Ruhwedel’s mother was a Chicago native and big Blackhawks fan and she offered to get him into skating around the time he was 5. Then came hockey and it all just clicked. It may seem odd, but California is starting to produce hockey players.
“They’re popping up rinks everywhere in California,” Ruhwedel said. “Youth programs are phenomenal and the coaching is incredible, just as good as it would be anywhere else. Guys are coming out from everywhere to help kids and a lot of young talent is coming out of there. It’s really exciting to see.”
While kids in Buffalo spend hours in places like the Northtown Center at Amherst, where the Sabres sometimes practice, Ruhwedel’s days were spent at places named San Diego Ice Arena or Isoplex Escondido. Or the rink in La Jolla’s University Town Center Mall.
“You don’t think there would be so many,” he said. “But there are like five rinks within 15 minutes of my house.”
It’s all an outgrowth of Wayne Gretzky’s glory days in the early 1990s with the Los Angeles Kings. And it’s only getting bigger in the wake of the Anaheim Ducks’ Stanley Cup title in 2007 and the Kings’ triumph last year.
As an example, Long Beach has produced two recent first-round picks: Ducks winger Emerson Etem (the kid who trashed Buffalo during the 2011 World Junior Championships) was one of four Californians drafted in 2010, and Nashville defenseman Jonathan Blum, a first-rounder in ’07, has become a regular for the Predators.
Ruhwedel left California after high school to play for the Sioux Falls Stampede of the United States Hockey League, a team once captained by Thomas Vanek. Then he was recruited to UMass Lowell by former Niagara coach Blaise MacDonald.
MacDonald resigned in 2011 but Lowell’s program eventually grew to where it made the school’s first Frozen Four just two weeks ago in Pittsburgh. And two days after an overtime loss to Yale in the semifinals, Ruhwedel had signed his NHL contract and was in Buffalo.
He has played six games, averaging 13:52 of ice time. He has eight shots on goal, no points and an even rating. His highest amount of ice time was 16:59 in last Friday’s loss to the New York Rangers, a game he finished as a plus-1 even though his team lost, 8-4. His lowest total was 11:15 on April 14 against Tampa Bay and that was only because he missed a few shifts after getting clipped by a stick on the chin.

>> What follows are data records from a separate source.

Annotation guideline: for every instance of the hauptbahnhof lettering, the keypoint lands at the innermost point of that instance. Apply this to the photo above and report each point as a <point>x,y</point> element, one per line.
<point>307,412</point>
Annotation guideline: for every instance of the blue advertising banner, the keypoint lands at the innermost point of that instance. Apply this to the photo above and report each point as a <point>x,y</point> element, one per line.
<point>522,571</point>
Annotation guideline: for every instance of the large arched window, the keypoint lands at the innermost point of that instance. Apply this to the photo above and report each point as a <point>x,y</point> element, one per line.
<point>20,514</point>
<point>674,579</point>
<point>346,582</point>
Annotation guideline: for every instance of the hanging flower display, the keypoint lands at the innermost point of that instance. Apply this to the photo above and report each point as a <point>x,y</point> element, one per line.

“I’ve definitely had to adjust to the speed here,” he said. “I’ve had a couple semi-decent games, trying to work every day so my life gets a little easier. Going to the next level, you have to dumb things down some at the start, simplify things and go step by step. Focus on making good passes breaking out, make plays when you have to. Anything like jumping into the offense after that is just a bonus.
Ruhwedel has been quiet on the ice, quick with his passes and not prone to many mistakes. Even though he’s just 5-foot-11 and 180 pounds, he’s got the skating skills to be able to go head-to-head in puck battles with bigger elite forwards such as Jaromir Jagr and Rick Nash and at least emerge with a standoff.
“That’s just the will of the player,” said interim coach Ron Rolston. “You see it all the time. It’s basically how much fight you have in you, the will to win puck battles and get himself in position. We’ve been very pleased with that part of his game. You can see the skating, some of the things he can do with the puck and his stick skills. His competitive nature is very good.”
That competitiveness helped Ruhwedel earn All-America honors at Lowell, which won its first Hockey East title. It helped him beat bigger schools that recruited him and some that hadn’t.
It’s the kind of will to win that goes back to those days of beach volleyball and hanging 10 on the waves of the Pacific.
“The Ducks and Kings winning Cups only helps out California guys,” he said. “It really shows that hockey is a great sport, something they’ll want to go after.”
The Sabres were off Wednesday. They’re scheduled to hold their final full practice today in First Niagara Center and play their season finale here Friday night against the New York Islanders.